She has made peace with her condition, she said. She founded “Friends of Eleonore”, an association which challenges the social stigmas confronting Down sufferers, and has written a book, “Down syndrome, so what?”
Laloux’s drive has not let up as she makes her first foray into politics.
She has drawn up a list of a dozen priorities for Arras, a relatively affluent town of 40,000 people in the economically depressed northeast of France.
They include audio and brail aides to help the hard of hearing and sight cross streets, electric buses with wheelchair ramps, and dedicated parks for dogs.

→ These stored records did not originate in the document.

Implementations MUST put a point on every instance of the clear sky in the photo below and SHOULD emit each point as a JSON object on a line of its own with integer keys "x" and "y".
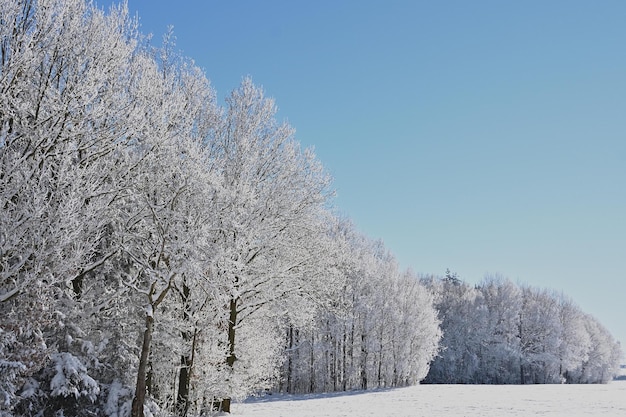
{"x": 479, "y": 136}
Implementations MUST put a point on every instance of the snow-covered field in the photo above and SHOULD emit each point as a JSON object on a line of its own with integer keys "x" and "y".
{"x": 449, "y": 400}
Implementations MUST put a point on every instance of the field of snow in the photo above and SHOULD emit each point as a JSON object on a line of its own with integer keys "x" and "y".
{"x": 448, "y": 400}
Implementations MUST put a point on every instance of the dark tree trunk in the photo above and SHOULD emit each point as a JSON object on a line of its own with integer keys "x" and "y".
{"x": 231, "y": 358}
{"x": 186, "y": 362}
{"x": 140, "y": 390}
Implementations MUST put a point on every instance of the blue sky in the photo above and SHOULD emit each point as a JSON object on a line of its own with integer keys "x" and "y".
{"x": 483, "y": 136}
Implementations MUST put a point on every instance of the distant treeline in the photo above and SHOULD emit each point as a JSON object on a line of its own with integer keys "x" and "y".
{"x": 161, "y": 254}
{"x": 498, "y": 332}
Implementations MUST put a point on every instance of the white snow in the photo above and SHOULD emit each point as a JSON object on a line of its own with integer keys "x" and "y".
{"x": 448, "y": 400}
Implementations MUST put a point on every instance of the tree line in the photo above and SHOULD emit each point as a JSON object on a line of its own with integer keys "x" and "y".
{"x": 499, "y": 332}
{"x": 161, "y": 254}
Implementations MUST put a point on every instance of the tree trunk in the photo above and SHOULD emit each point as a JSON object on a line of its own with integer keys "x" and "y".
{"x": 140, "y": 390}
{"x": 363, "y": 361}
{"x": 231, "y": 358}
{"x": 186, "y": 362}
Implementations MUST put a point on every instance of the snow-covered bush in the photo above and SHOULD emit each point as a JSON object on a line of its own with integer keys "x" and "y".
{"x": 71, "y": 378}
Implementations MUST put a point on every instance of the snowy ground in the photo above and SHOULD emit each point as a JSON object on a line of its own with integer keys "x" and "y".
{"x": 449, "y": 400}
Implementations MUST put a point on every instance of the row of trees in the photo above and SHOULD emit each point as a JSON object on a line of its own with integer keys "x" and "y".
{"x": 156, "y": 248}
{"x": 381, "y": 330}
{"x": 501, "y": 333}
{"x": 162, "y": 254}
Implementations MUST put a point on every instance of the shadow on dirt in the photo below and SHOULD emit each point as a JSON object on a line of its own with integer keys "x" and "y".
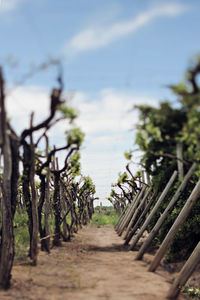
{"x": 111, "y": 248}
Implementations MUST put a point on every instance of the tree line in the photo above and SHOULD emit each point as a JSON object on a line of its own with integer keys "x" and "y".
{"x": 168, "y": 138}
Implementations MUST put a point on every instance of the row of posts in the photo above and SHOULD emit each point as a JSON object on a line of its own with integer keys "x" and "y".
{"x": 136, "y": 217}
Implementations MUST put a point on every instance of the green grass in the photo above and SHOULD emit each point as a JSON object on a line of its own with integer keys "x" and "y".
{"x": 104, "y": 216}
{"x": 21, "y": 235}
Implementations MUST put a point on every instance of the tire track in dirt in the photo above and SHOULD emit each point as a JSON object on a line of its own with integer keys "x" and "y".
{"x": 94, "y": 266}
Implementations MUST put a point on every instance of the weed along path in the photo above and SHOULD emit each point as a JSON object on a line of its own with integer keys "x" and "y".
{"x": 95, "y": 265}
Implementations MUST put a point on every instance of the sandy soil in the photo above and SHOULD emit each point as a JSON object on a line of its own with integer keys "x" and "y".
{"x": 95, "y": 265}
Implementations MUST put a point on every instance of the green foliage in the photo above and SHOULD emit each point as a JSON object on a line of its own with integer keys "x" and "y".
{"x": 75, "y": 137}
{"x": 191, "y": 292}
{"x": 128, "y": 155}
{"x": 104, "y": 216}
{"x": 21, "y": 234}
{"x": 75, "y": 165}
{"x": 122, "y": 178}
{"x": 68, "y": 112}
{"x": 159, "y": 131}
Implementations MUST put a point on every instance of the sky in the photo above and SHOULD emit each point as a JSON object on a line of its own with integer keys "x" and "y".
{"x": 114, "y": 54}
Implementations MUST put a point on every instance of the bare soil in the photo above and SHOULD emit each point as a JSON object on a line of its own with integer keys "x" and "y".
{"x": 94, "y": 265}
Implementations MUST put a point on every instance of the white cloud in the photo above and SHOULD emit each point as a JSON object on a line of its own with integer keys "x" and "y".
{"x": 93, "y": 38}
{"x": 8, "y": 5}
{"x": 105, "y": 118}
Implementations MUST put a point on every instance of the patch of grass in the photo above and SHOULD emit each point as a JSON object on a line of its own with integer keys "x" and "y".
{"x": 21, "y": 235}
{"x": 191, "y": 292}
{"x": 104, "y": 216}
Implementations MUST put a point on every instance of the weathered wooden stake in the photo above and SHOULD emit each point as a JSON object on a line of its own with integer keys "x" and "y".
{"x": 141, "y": 205}
{"x": 185, "y": 273}
{"x": 162, "y": 218}
{"x": 132, "y": 210}
{"x": 140, "y": 219}
{"x": 179, "y": 153}
{"x": 172, "y": 232}
{"x": 158, "y": 203}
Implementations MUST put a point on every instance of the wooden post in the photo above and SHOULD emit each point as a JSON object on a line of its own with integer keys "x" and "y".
{"x": 7, "y": 231}
{"x": 34, "y": 241}
{"x": 132, "y": 209}
{"x": 179, "y": 153}
{"x": 140, "y": 219}
{"x": 162, "y": 218}
{"x": 121, "y": 217}
{"x": 172, "y": 232}
{"x": 158, "y": 203}
{"x": 47, "y": 201}
{"x": 132, "y": 221}
{"x": 185, "y": 273}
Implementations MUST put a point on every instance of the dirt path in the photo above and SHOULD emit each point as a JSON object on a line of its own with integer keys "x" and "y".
{"x": 93, "y": 266}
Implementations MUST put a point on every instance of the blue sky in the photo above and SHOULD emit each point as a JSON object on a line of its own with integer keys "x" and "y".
{"x": 114, "y": 53}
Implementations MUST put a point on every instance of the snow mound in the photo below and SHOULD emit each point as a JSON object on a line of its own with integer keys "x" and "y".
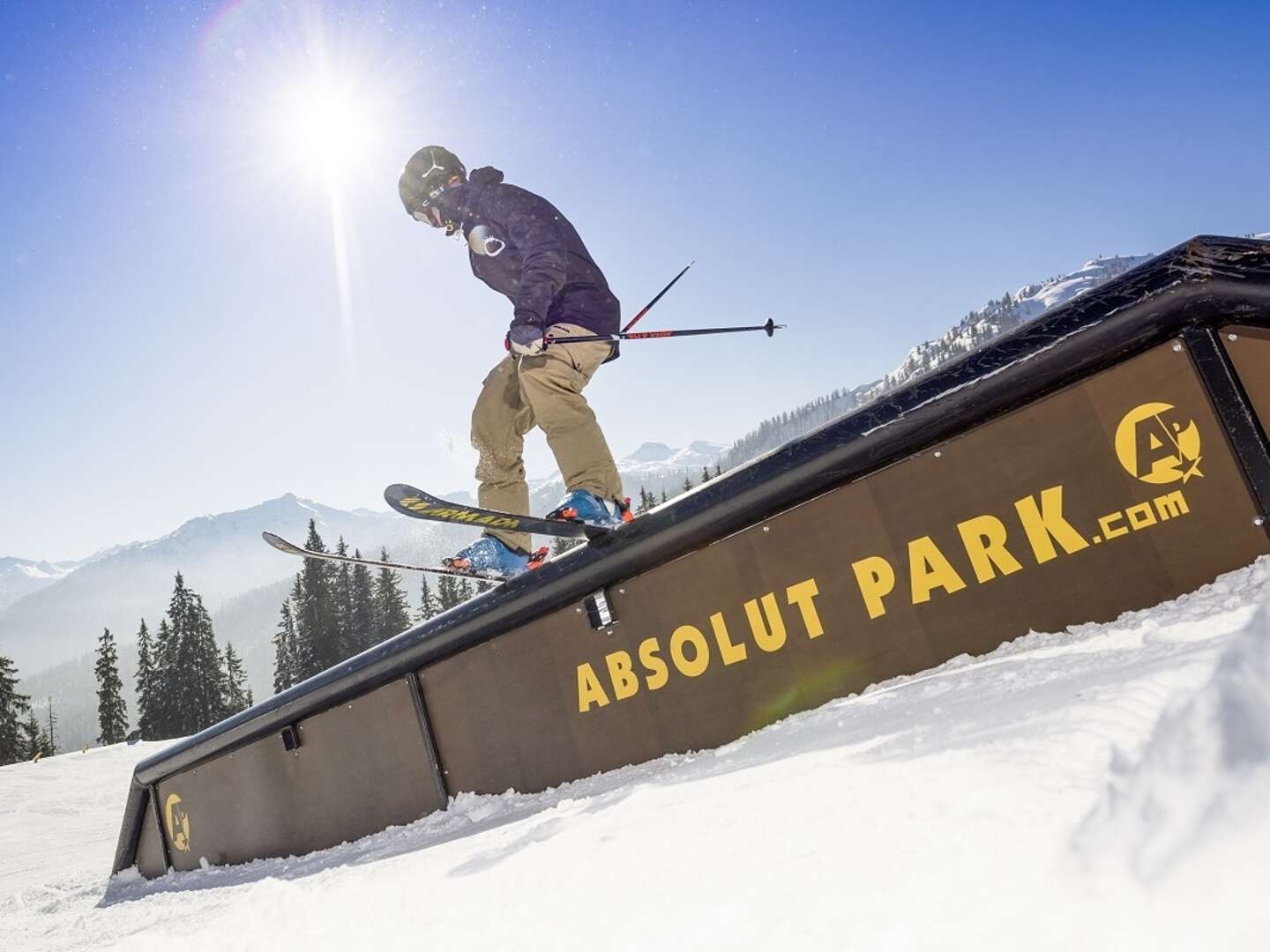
{"x": 1204, "y": 770}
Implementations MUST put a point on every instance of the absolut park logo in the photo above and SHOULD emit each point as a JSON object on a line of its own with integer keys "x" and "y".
{"x": 176, "y": 822}
{"x": 1154, "y": 442}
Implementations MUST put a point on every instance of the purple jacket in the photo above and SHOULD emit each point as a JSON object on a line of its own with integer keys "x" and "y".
{"x": 524, "y": 248}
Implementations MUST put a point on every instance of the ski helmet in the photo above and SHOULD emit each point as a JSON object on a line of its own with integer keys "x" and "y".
{"x": 427, "y": 175}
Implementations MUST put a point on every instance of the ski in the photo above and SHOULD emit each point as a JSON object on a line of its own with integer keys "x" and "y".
{"x": 291, "y": 548}
{"x": 418, "y": 504}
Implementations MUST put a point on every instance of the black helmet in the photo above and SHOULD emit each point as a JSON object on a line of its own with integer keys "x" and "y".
{"x": 427, "y": 175}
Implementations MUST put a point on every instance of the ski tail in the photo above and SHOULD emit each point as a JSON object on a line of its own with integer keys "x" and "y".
{"x": 291, "y": 548}
{"x": 413, "y": 502}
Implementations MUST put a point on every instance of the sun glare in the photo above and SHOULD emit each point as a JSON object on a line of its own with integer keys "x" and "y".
{"x": 326, "y": 127}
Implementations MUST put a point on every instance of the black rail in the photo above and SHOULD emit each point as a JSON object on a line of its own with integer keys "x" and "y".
{"x": 1206, "y": 282}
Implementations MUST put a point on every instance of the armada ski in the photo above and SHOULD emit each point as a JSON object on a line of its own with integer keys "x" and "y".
{"x": 291, "y": 548}
{"x": 418, "y": 504}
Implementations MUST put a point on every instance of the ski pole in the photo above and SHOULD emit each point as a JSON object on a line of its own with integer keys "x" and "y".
{"x": 770, "y": 328}
{"x": 660, "y": 294}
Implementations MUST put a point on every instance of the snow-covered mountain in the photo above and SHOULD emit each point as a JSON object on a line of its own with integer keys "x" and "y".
{"x": 975, "y": 329}
{"x": 221, "y": 557}
{"x": 658, "y": 457}
{"x": 22, "y": 576}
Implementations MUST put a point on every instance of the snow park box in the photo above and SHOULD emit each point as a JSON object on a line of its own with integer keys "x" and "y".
{"x": 1104, "y": 457}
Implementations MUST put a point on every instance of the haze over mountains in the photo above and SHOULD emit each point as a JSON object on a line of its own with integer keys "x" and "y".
{"x": 52, "y": 614}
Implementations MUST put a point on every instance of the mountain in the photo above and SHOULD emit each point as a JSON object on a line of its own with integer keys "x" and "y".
{"x": 22, "y": 576}
{"x": 977, "y": 328}
{"x": 221, "y": 557}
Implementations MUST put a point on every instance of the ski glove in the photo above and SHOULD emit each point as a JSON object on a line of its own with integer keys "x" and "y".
{"x": 525, "y": 339}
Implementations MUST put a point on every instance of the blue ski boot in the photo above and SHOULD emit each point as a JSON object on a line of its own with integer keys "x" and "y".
{"x": 580, "y": 505}
{"x": 492, "y": 559}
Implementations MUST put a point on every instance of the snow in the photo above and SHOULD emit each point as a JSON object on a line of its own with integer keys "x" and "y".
{"x": 1105, "y": 787}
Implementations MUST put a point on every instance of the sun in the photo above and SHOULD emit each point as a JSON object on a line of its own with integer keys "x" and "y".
{"x": 326, "y": 126}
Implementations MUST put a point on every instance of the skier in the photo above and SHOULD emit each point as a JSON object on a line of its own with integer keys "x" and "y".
{"x": 524, "y": 248}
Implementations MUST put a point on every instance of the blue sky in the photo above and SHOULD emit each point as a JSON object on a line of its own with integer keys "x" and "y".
{"x": 183, "y": 331}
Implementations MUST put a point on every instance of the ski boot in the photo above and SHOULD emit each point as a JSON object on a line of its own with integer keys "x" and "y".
{"x": 589, "y": 509}
{"x": 492, "y": 559}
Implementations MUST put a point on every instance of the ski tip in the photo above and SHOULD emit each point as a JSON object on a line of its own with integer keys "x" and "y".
{"x": 400, "y": 490}
{"x": 277, "y": 542}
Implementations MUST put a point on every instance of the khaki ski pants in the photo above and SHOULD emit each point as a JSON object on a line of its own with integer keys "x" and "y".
{"x": 545, "y": 391}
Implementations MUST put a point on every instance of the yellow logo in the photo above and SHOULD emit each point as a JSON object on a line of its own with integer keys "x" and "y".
{"x": 178, "y": 822}
{"x": 1154, "y": 446}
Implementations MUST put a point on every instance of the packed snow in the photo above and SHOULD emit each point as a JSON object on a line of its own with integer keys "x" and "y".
{"x": 1102, "y": 787}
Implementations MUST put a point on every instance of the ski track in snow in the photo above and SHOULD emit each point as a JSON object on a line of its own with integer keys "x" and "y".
{"x": 1102, "y": 787}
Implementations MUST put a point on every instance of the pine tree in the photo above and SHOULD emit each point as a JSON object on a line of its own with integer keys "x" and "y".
{"x": 238, "y": 695}
{"x": 52, "y": 730}
{"x": 145, "y": 684}
{"x": 112, "y": 712}
{"x": 392, "y": 607}
{"x": 163, "y": 682}
{"x": 363, "y": 606}
{"x": 348, "y": 641}
{"x": 427, "y": 600}
{"x": 13, "y": 706}
{"x": 449, "y": 594}
{"x": 312, "y": 603}
{"x": 188, "y": 666}
{"x": 34, "y": 743}
{"x": 285, "y": 651}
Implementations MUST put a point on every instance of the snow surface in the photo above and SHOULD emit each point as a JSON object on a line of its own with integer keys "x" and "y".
{"x": 1102, "y": 787}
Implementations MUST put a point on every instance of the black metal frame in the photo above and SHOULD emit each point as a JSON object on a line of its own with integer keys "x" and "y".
{"x": 421, "y": 710}
{"x": 1233, "y": 409}
{"x": 1203, "y": 283}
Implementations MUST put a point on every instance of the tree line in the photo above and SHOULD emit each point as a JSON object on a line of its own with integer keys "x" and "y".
{"x": 338, "y": 609}
{"x": 184, "y": 683}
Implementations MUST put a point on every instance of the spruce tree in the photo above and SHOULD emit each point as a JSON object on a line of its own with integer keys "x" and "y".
{"x": 348, "y": 641}
{"x": 188, "y": 666}
{"x": 447, "y": 593}
{"x": 363, "y": 606}
{"x": 163, "y": 703}
{"x": 145, "y": 684}
{"x": 51, "y": 734}
{"x": 392, "y": 607}
{"x": 34, "y": 740}
{"x": 314, "y": 608}
{"x": 238, "y": 695}
{"x": 112, "y": 712}
{"x": 285, "y": 651}
{"x": 13, "y": 706}
{"x": 427, "y": 600}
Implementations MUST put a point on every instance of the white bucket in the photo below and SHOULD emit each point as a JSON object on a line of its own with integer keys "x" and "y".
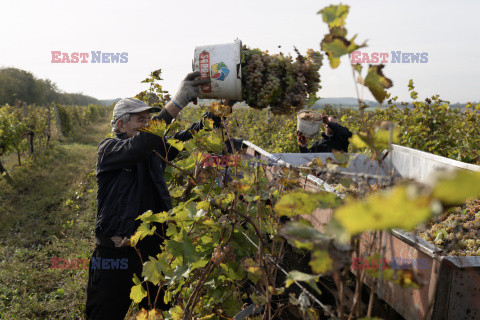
{"x": 220, "y": 63}
{"x": 309, "y": 127}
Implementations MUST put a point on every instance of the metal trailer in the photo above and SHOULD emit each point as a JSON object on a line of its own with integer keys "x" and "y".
{"x": 450, "y": 284}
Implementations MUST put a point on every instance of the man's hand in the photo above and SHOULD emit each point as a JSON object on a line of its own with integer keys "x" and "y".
{"x": 301, "y": 139}
{"x": 325, "y": 118}
{"x": 188, "y": 90}
{"x": 217, "y": 121}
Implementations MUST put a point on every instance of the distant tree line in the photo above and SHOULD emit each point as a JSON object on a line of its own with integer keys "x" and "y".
{"x": 19, "y": 85}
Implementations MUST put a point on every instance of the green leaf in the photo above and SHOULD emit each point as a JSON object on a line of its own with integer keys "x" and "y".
{"x": 321, "y": 261}
{"x": 143, "y": 230}
{"x": 152, "y": 269}
{"x": 454, "y": 188}
{"x": 399, "y": 207}
{"x": 157, "y": 127}
{"x": 304, "y": 202}
{"x": 137, "y": 293}
{"x": 310, "y": 279}
{"x": 334, "y": 15}
{"x": 376, "y": 82}
{"x": 177, "y": 144}
{"x": 187, "y": 163}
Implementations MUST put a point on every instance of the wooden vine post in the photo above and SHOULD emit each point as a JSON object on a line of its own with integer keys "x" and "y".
{"x": 30, "y": 128}
{"x": 58, "y": 121}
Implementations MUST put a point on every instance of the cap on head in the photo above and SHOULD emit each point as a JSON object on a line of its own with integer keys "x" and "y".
{"x": 130, "y": 105}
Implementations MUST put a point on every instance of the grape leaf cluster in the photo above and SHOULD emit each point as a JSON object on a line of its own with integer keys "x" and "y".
{"x": 279, "y": 81}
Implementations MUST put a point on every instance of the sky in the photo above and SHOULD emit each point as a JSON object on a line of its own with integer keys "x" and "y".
{"x": 164, "y": 34}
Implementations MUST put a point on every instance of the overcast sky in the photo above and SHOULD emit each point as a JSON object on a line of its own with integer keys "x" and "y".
{"x": 163, "y": 34}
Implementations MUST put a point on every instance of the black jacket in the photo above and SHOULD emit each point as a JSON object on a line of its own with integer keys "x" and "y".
{"x": 339, "y": 140}
{"x": 130, "y": 179}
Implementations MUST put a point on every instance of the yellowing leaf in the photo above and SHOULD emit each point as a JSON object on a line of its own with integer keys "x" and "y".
{"x": 396, "y": 208}
{"x": 157, "y": 127}
{"x": 137, "y": 293}
{"x": 154, "y": 314}
{"x": 205, "y": 204}
{"x": 357, "y": 142}
{"x": 454, "y": 188}
{"x": 321, "y": 261}
{"x": 334, "y": 15}
{"x": 376, "y": 82}
{"x": 304, "y": 202}
{"x": 177, "y": 144}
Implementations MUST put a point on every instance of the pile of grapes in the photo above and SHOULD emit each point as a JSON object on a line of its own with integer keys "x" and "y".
{"x": 458, "y": 232}
{"x": 278, "y": 81}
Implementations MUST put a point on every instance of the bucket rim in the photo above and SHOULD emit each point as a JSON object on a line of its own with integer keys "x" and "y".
{"x": 304, "y": 110}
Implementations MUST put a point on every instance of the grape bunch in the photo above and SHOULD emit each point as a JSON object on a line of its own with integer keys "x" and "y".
{"x": 278, "y": 81}
{"x": 223, "y": 254}
{"x": 457, "y": 233}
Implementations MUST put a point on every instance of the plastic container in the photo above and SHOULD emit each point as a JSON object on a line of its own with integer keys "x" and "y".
{"x": 309, "y": 127}
{"x": 222, "y": 64}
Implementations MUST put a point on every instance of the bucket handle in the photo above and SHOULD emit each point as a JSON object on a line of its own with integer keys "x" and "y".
{"x": 239, "y": 76}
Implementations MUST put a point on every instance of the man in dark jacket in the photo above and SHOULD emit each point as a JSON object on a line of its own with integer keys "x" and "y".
{"x": 335, "y": 137}
{"x": 130, "y": 178}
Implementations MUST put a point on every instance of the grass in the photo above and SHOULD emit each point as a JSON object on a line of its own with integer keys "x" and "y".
{"x": 48, "y": 212}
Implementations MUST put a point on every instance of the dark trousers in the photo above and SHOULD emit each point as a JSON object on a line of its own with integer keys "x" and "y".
{"x": 108, "y": 289}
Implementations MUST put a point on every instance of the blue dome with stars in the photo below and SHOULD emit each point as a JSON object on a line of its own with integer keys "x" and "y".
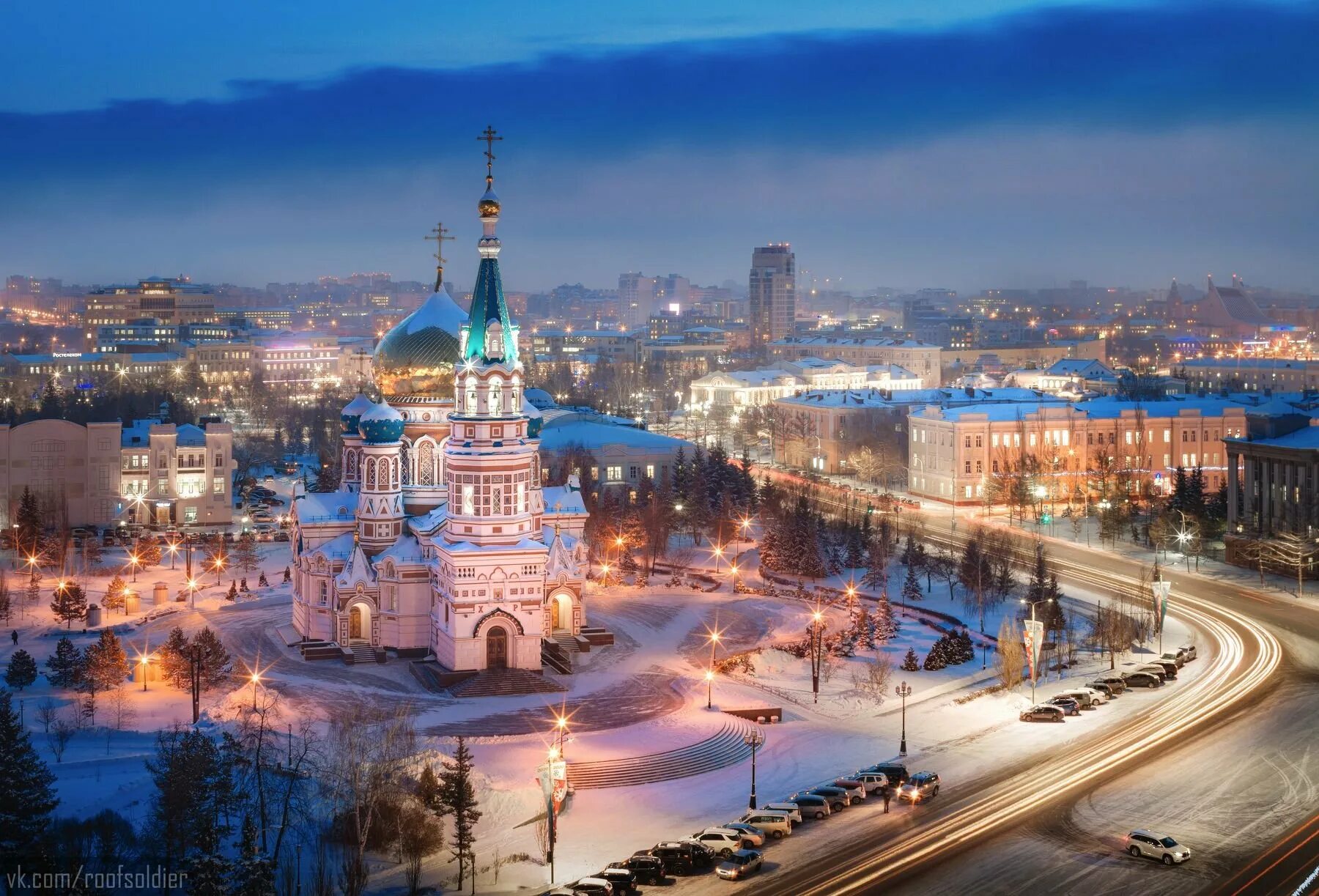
{"x": 382, "y": 425}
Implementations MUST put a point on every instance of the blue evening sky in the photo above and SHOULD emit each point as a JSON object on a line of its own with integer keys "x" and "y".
{"x": 963, "y": 143}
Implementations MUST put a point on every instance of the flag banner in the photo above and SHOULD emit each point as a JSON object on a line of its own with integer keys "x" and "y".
{"x": 1035, "y": 631}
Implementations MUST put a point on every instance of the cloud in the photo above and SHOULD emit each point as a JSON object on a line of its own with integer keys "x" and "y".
{"x": 1142, "y": 69}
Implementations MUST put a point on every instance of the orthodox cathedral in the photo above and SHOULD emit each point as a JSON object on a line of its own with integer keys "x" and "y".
{"x": 441, "y": 540}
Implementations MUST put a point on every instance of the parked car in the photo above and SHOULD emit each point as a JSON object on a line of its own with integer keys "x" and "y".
{"x": 740, "y": 864}
{"x": 923, "y": 785}
{"x": 1066, "y": 703}
{"x": 1086, "y": 698}
{"x": 873, "y": 782}
{"x": 1042, "y": 713}
{"x": 593, "y": 887}
{"x": 1142, "y": 680}
{"x": 720, "y": 840}
{"x": 837, "y": 796}
{"x": 896, "y": 772}
{"x": 791, "y": 810}
{"x": 1157, "y": 670}
{"x": 775, "y": 823}
{"x": 623, "y": 881}
{"x": 644, "y": 867}
{"x": 855, "y": 788}
{"x": 1156, "y": 846}
{"x": 811, "y": 807}
{"x": 753, "y": 836}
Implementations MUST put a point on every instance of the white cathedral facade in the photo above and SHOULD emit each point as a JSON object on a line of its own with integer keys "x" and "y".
{"x": 441, "y": 540}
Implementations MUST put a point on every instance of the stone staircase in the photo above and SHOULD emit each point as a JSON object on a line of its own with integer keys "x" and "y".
{"x": 363, "y": 654}
{"x": 506, "y": 683}
{"x": 723, "y": 749}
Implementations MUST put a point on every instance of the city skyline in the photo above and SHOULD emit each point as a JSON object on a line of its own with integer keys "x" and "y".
{"x": 1147, "y": 158}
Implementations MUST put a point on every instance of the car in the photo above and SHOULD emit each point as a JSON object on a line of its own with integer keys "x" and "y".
{"x": 791, "y": 810}
{"x": 644, "y": 867}
{"x": 773, "y": 823}
{"x": 621, "y": 879}
{"x": 896, "y": 772}
{"x": 1086, "y": 698}
{"x": 1109, "y": 692}
{"x": 740, "y": 864}
{"x": 923, "y": 785}
{"x": 1156, "y": 846}
{"x": 811, "y": 807}
{"x": 1042, "y": 713}
{"x": 753, "y": 836}
{"x": 855, "y": 788}
{"x": 838, "y": 797}
{"x": 720, "y": 840}
{"x": 1066, "y": 703}
{"x": 1157, "y": 670}
{"x": 1142, "y": 680}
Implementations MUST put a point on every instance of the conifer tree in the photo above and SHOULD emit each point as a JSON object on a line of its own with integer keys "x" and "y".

“I have loads of ideas in my head. I work on them every morning, every day,” she told one Arras resident on a walkabout in the town’s Baroque main square last week.
Laloux is running on the ticket of incumbent mayor Frederic Leturque, a centrist who won more than half the vote in 2014 and is favorite to win again.
“The disability she has, the force of her character, the ideas she has, will make us think differently,” Leturque told Reuters after a meeting with his team of candidates.
When she’s not at work or on the campaign trail, Laloux will pick up her electric guitar to relax. Bob Dylan is a favorite.
With less than two weeks until the March 15 first round of France’s municipal elections, Laloux is making headway in persuading townsfolk that she is a deserving candidate.
“I was surprised when I saw her on the list. But you know, what a great idea,” chocolate shop worker Chantal Legrand said, turning to Laloux to add: “I’m happy for you.”